Samantha cerró los ojos y esbozó una sonrisa, que le dio el aspecto de una adolescente, en lugar del de la mujer independiente y elegante que Liam había reencontrado hacía poco.
Sarah Jane Miller sonrió a su hija, sentada al otro extremo de la mesa de caoba, que era una herencia familiar que la madre había insistido en llevar consigo al mudarse desde la casa familiar de la pequeña ciudad, que había sido prácticamente fundada por la familia del marido, a la residencia del gobernador donde vivían en la actualidad.
—Te confieso que te envidio, hija —le comentó—. Me encantaría que tu padre y yo pudiéramos acompañarte, pero ahora mismo nos es imposible.
—Lo sé, pero por lo menos pasaréis las navidades con Bobbie este año. Papá tendrá vacaciones para entonces.
—Tienes razón. Y tengo que admitir que me alegra la idea de salir de esta casa durante un tiempo —le respondió su madre, mirando luego al otro extremo de la mesa para excusarse con Liam.

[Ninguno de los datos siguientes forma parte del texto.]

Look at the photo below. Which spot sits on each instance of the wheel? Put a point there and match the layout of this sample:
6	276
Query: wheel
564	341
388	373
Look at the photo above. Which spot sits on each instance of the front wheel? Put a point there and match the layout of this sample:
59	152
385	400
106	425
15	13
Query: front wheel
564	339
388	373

Este llevaba varios años trabajando para su marido y se habían hecho buenos amigos. Por eso, Sarah Jane sabía que no era un secreto para Liam su preferencia por la elegante casa de Nueva Inglaterra en la que había vivido anteriormente con su marido. La residencia del gobernador tenía un ambiente menos íntimo, ya que también vivían en ella un pequeño grupo de administradores del Estado.
—Oh, Liam, no es que la casa no sea… —se detuvo y soltó una carcajada—. Ya me entiendes. Sabes que estoy impaciente por volver a nuestra casa. Espero que cuando tú decidas casarte y te vengas a vivir aquí con tu esposa, le avises de que tendrá que aceptar ciertas…
—No es seguro que vaya a ser elegido gobernador —le recordó Liam.